GPONS stands for Gigabit Passive Optical Network.  It has some very compelling strengths, like less space used in the head-end rack and lower fiber costs.  But this comes at the expense of full bandwidth and security.  On a GPONS network, the head end device (an OLT) has ports that hold a single fiber each.  By using different wavelengths, both upstream and downstream traffic uses that single fiber.  Then passive prismatic splitters are used to split that beam into multiple beams.  On some systems, the beam can be split to serve 128 homes, but it is more typical to serve 32 or 64. The OLT port is capable of 2.5Gbps downstream & 1.25 Gbps upstream.  This means that only 2 of the houses on the system can get gigabit speeds at the same time.  But ATT & Google know that people don’t all download or upload at the same time (right now).  But times may change with 4K and 3D TV & movies.
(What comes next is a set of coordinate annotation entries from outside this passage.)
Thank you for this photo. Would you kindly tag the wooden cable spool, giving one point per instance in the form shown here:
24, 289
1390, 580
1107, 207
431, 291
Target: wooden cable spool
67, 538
Another issue with GPONS is security.  On a GPONS network, all the downstream traffic is transmitted to all the homes on the network.  So, if you’re on a 64 house network, your web pages, email and other info is presented to the ONT at 63 of your neighbors.  This information is encrypted, but a serious geek could arrange to see it all.  Although he wouldn’t see your upstream traffic like passwords or transmitted email, the right geek with the right equipment and time could read your incoming mail, and know all the websites you went to and what you saw there.  The countermeasure to this problem is to encrypt traffic between your computer and the server.  Bank sites are always encrypted, other sites too.  Even that encryption is breakable, but not by your run of the mill geek.

GPONS is a big improvement over copper lines or even coax from the cable company.  But don’t be fooled into thinking that you’re really getting a gigabit all the time, or that it is a completely private network.